En un mundo tan groseramente dominado por el dinero como este, las diferencias entre lo masivo y lo minoritario son más confusas que nunca, porque nunca han estado tan lejos los que lo tienen todo y los que no tienen nada; los que se benefician, sobre todo en la música, de las transformaciones tecnológicas y los que han sido arrinconados por ellas. En los mejores años de la música pop había un lugar hegemónico para artistas de máxima calidad y merecido éxito universal, los Beatles, los Rolling Stones, Bob Dylan, y también había sitio para luminarias no menos originales, pero sí de atractivo más limitado. Y había trabajo para músicos de estudio, y se editaban discos que compraba mucha gente, y que aseguraban un modo de vida aceptable a quienes los hacían.

Lo que han traído la tecnología y el sistema económico asociado a ella es la confirmación del triste axioma de san Mateo: “Al que tiene le será dado, y tendrá más; al que no tiene, aun lo que tiene le será quitado”. Al mismo tiempo que unas cuantas figuras globales llenan estadios y copan las listas de streaming, los escenarios intermedios o pequeños en los que trabajaban la mayor parte de los músicos están desapareciendo, y lo que reciben por reproducciones de los discos que graban es una miseria humillante. El jazz o la canción de autor o el flamenco o lo que fue el rock de barrio no son minoritarios porque quienes se dedican a ellos sean elitistas y sus seguidores unos arrogantes: lo son porque hay muchas artes, entre ellas artes populares, que atraen a menos público; y también porque casi no se informa sobre sus conciertos ni sus grabaciones con la excusa de que no atraen a mucha gente. No vale la pena hacerte caso porque eres minoritario; y, como no te hacen caso, te vuelves más minoritario todavía.

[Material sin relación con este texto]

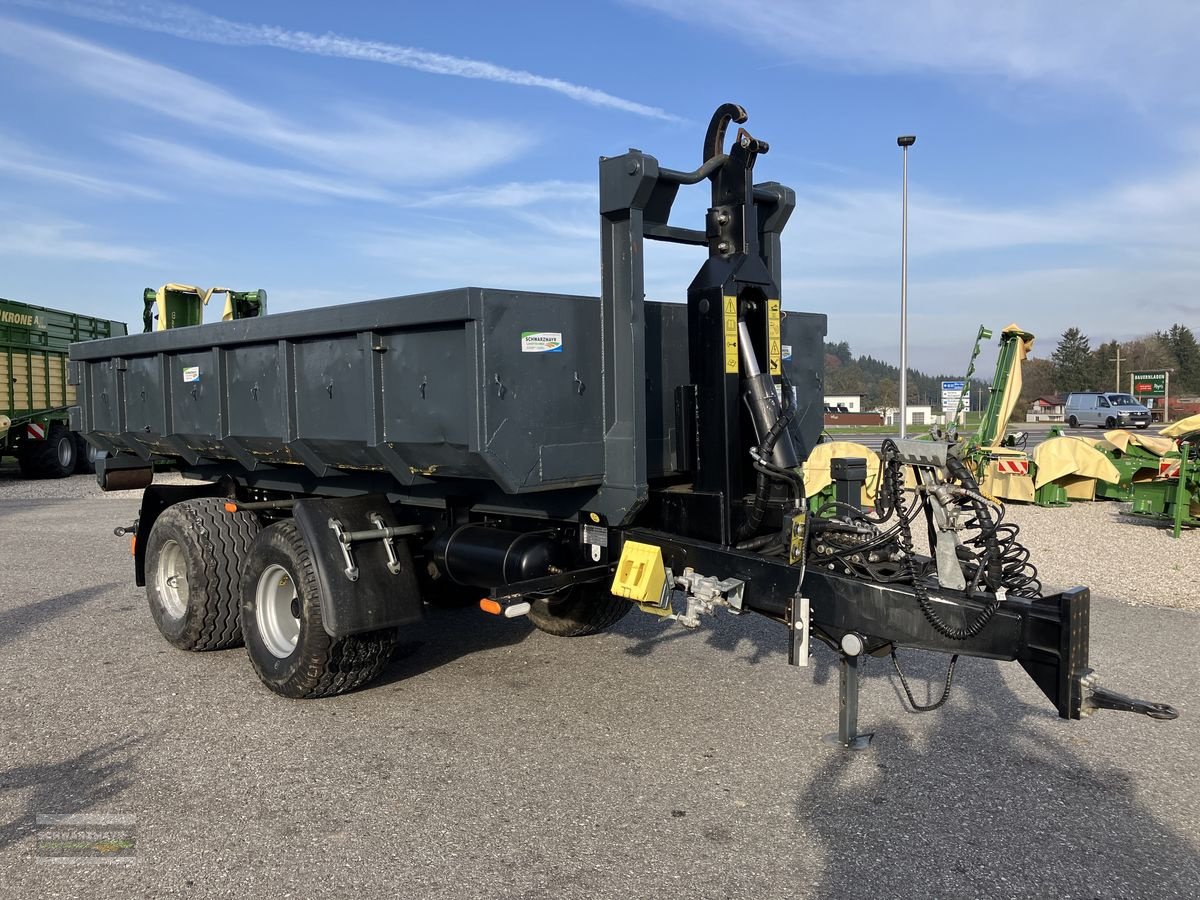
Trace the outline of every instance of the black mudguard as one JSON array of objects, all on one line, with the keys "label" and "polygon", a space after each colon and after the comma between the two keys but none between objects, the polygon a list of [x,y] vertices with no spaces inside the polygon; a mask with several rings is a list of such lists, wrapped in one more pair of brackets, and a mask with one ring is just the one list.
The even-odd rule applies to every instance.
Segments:
[{"label": "black mudguard", "polygon": [[394,545],[400,571],[388,571],[383,542],[361,541],[351,547],[357,580],[346,576],[346,561],[337,536],[329,526],[337,519],[347,531],[374,528],[370,516],[378,514],[388,526],[399,523],[381,495],[344,499],[308,498],[296,501],[292,515],[312,553],[321,585],[321,618],[332,637],[380,628],[395,628],[420,621],[424,615],[412,553],[403,538]]}]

No hay músicas más arraigadas en lo popular que el jazz y el flamenco, más marcadas por la capacidad de supervivencia y amor por la belleza de personas marginadas. Y ahora va a resultar, paradojas del populismo, que un cantaor o una cantaora, unos músicos de jazz que dedican su vida entera, con muy poca recompensa, a su arte y que tocan cada noche maravillas por unos cientos de euros, en el mejor de los casos, son modelos de esnobismo; y que lo popular, lo verdadero, lo antielitista es Taylor Swift facturando como una multinacional tecnológica, o una de esas figuras del reguetón que ostentan sus collares de oro macizo y sus dentaduras incrustadas de diamantes y se exhiben con las piernas abiertas en las poltronas de piel de sus aviones privados.

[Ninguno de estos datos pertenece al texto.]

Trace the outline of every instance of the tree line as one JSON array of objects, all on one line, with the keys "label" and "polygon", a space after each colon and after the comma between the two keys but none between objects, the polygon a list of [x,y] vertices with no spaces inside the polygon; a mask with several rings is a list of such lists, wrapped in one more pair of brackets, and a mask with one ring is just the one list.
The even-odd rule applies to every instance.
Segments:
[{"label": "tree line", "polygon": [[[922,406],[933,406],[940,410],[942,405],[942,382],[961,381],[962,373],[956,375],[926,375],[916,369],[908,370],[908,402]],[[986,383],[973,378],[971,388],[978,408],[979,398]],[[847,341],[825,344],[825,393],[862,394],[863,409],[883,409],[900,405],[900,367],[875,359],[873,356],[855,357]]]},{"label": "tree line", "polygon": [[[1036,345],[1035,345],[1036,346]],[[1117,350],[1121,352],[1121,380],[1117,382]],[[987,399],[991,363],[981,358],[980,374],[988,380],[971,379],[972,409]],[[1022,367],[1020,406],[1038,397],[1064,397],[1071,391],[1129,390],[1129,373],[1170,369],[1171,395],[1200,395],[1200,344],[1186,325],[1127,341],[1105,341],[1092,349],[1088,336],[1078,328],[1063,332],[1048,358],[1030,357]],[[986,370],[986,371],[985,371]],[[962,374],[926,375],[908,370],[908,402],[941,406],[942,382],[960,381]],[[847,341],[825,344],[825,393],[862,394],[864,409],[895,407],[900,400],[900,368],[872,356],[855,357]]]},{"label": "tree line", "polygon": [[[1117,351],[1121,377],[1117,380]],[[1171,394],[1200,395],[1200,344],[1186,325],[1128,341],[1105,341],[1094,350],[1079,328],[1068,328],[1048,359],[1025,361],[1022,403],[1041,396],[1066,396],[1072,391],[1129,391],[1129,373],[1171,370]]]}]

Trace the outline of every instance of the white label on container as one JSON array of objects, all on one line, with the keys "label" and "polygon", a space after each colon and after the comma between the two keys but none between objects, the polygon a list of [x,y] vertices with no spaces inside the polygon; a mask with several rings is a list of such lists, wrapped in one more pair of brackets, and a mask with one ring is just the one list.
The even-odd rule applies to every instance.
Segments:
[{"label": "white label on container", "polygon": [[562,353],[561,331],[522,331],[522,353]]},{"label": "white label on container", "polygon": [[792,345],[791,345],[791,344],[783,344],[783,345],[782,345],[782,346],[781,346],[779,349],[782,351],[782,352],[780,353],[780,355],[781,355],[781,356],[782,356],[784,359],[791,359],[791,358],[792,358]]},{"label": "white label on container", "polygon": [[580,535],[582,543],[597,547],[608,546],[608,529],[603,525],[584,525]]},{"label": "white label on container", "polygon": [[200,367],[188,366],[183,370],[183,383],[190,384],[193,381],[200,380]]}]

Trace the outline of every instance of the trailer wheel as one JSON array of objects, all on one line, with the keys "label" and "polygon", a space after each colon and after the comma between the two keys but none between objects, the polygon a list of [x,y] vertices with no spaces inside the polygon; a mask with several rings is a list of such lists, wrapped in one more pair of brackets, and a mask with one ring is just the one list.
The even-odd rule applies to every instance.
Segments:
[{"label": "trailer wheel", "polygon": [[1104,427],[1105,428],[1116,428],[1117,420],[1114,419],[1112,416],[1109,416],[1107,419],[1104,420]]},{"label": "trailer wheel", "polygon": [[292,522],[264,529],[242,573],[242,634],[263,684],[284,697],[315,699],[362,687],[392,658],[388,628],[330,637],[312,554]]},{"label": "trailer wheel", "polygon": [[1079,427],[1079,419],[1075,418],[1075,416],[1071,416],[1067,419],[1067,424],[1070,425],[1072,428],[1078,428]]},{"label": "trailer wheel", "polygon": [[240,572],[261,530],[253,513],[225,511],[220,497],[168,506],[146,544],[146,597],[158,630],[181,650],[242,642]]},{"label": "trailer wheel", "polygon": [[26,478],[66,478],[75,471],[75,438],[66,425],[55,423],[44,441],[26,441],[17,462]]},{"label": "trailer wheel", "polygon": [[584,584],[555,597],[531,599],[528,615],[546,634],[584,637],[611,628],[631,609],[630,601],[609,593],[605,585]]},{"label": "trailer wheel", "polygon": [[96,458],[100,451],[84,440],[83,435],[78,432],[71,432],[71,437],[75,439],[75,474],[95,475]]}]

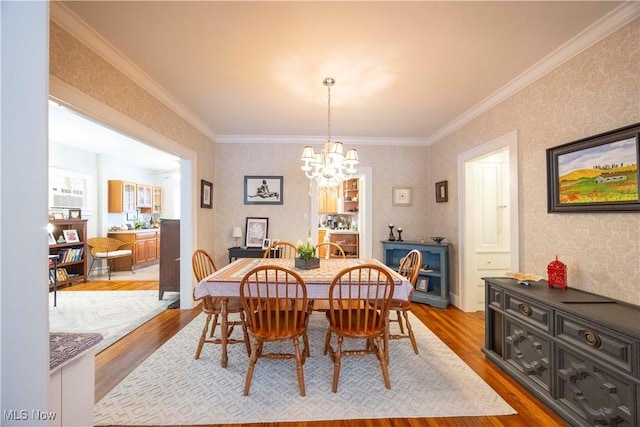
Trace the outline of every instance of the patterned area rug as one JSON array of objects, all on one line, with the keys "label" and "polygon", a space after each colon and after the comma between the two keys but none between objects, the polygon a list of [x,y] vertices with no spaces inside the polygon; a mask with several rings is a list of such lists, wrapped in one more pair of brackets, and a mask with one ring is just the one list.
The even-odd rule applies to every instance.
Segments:
[{"label": "patterned area rug", "polygon": [[96,354],[133,331],[177,300],[179,293],[158,291],[68,291],[58,292],[57,306],[49,294],[49,330],[98,332],[104,339]]},{"label": "patterned area rug", "polygon": [[[217,345],[205,344],[200,359],[194,359],[204,325],[201,315],[96,404],[94,423],[189,425],[516,413],[412,319],[420,354],[408,340],[391,342],[391,390],[384,387],[380,364],[371,355],[344,358],[338,392],[332,393],[333,364],[322,354],[326,320],[314,313],[309,323],[311,357],[304,365],[306,397],[300,397],[293,360],[267,359],[258,361],[249,396],[244,397],[244,345],[229,347],[226,369],[220,367]],[[290,343],[282,347],[287,352],[291,348]]]}]

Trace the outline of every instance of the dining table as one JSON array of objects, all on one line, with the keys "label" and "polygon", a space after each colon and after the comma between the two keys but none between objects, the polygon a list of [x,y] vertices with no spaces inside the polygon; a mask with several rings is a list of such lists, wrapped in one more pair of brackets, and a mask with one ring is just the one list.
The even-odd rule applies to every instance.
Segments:
[{"label": "dining table", "polygon": [[264,265],[289,268],[300,275],[307,288],[307,299],[328,300],[329,288],[334,277],[345,268],[373,264],[386,270],[393,281],[393,298],[407,301],[413,285],[404,276],[374,258],[330,258],[321,259],[318,268],[304,270],[295,267],[293,258],[239,258],[202,279],[193,289],[193,299],[205,297],[220,299],[220,366],[227,367],[227,331],[229,326],[227,298],[240,296],[240,283],[252,269]]}]

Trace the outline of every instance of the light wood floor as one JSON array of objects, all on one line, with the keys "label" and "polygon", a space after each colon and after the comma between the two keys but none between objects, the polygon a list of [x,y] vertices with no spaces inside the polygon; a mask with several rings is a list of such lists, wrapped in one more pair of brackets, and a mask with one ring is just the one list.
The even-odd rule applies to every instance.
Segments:
[{"label": "light wood floor", "polygon": [[[157,289],[157,282],[88,282],[72,286],[64,291],[75,290],[134,290]],[[495,417],[451,417],[412,419],[373,419],[347,421],[315,421],[287,423],[291,427],[383,427],[383,426],[567,426],[533,395],[505,375],[480,351],[484,345],[484,313],[465,313],[450,306],[446,310],[423,304],[413,304],[413,314],[429,327],[447,346],[486,381],[511,405],[517,415]],[[176,334],[182,327],[200,314],[200,308],[192,310],[165,310],[120,341],[96,356],[96,402],[104,397],[116,384],[127,376],[151,353]],[[407,342],[403,344],[409,345]],[[195,353],[195,343],[194,343]],[[393,379],[392,379],[393,387]],[[429,402],[425,402],[426,405]],[[235,424],[240,426],[240,424]],[[271,423],[242,424],[262,427]]]}]

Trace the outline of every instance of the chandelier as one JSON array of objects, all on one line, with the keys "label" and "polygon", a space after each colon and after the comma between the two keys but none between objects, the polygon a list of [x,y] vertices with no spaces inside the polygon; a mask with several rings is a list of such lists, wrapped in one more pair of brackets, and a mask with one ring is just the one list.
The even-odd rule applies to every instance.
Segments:
[{"label": "chandelier", "polygon": [[303,165],[300,169],[304,171],[307,178],[315,180],[318,187],[337,187],[356,173],[355,165],[359,163],[358,152],[351,148],[345,156],[342,142],[331,142],[331,86],[336,81],[327,77],[322,83],[327,87],[327,142],[319,153],[316,153],[310,145],[304,147],[300,159]]}]

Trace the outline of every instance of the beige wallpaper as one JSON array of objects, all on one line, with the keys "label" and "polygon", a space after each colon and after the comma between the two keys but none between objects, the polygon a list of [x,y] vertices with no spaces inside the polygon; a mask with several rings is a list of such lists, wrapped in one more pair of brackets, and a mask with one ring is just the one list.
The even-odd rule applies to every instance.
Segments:
[{"label": "beige wallpaper", "polygon": [[[640,304],[640,213],[548,214],[545,160],[547,148],[637,122],[640,20],[436,143],[430,167],[455,189],[460,153],[517,130],[521,270],[546,277],[557,254],[567,264],[569,286]],[[452,237],[455,198],[432,205],[436,224]]]},{"label": "beige wallpaper", "polygon": [[[322,118],[318,118],[322,120]],[[310,228],[311,199],[309,180],[300,170],[303,145],[296,144],[217,144],[216,200],[217,235],[215,257],[218,266],[228,263],[227,248],[234,245],[231,229],[242,228],[246,217],[269,218],[269,237],[297,242]],[[319,146],[316,148],[320,148]],[[429,171],[425,165],[427,147],[357,146],[360,166],[371,167],[373,182],[373,247],[375,258],[382,259],[381,240],[389,235],[388,224],[404,229],[404,240],[420,240],[427,236],[429,218],[426,215],[431,192]],[[283,205],[245,205],[245,175],[276,175],[283,177]],[[397,207],[391,203],[392,187],[413,187],[413,204]]]},{"label": "beige wallpaper", "polygon": [[[51,23],[51,75],[198,152],[198,175],[214,182],[214,209],[198,209],[198,245],[219,265],[231,229],[247,216],[270,218],[270,237],[297,240],[309,220],[308,181],[295,144],[214,145],[93,51]],[[319,118],[320,120],[320,118]],[[358,146],[373,174],[373,255],[390,222],[405,240],[446,236],[452,291],[458,292],[457,157],[510,131],[519,136],[521,269],[546,275],[557,254],[570,286],[640,304],[640,214],[547,214],[545,149],[640,122],[640,21],[627,25],[431,147]],[[215,155],[214,155],[215,151]],[[284,205],[243,204],[244,175],[282,175]],[[449,202],[433,185],[449,181]],[[411,207],[391,203],[394,185],[412,186]],[[197,201],[194,201],[197,203]]]},{"label": "beige wallpaper", "polygon": [[[93,50],[50,22],[49,73],[159,134],[197,152],[197,176],[211,181],[215,144]],[[150,141],[153,142],[153,141]],[[195,194],[200,194],[197,189]],[[215,214],[197,208],[199,247],[212,250]]]}]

Algo que he aprendido tratando de cerca a músicos y a pintores es que carecen de prejuicios, porque saben el esfuerzo que cuesta cualquier obra original y bien hecha, al margen del género al que pertenece. Conozco a directores de orquesta apasionados por el flamenco o la copla, y a pintores figurativos que aprecian las abstracciones radicales de Mark Rothko, y también saben admirar el diseño de un cartel o de un buen grafiti en un muro. Educado de niño en la copla, cuando era la música popular dominante, y en el primer pop español que vino después, llevo toda mi vida disfrutando de músicas que unas veces son o han sido mayoritarias, y otras casi secretas, igual que me entusiasman rarezas del cine mudo y películas tan buenas, y tan comerciales, como las mejores de Hitchcock o Billy Wilder, por no hablar del más universal de todos los cineastas, que además es uno de los mejores, Charles Chaplin. Y también he aprendido que en el fondo hay muy poca diferencia entre el esnobismo de lo considerado exquisito y el de lo puramente comercial. Los dos consisten en inventar jerarquías artificiales y mirar por encima del hombro a quien no las acata.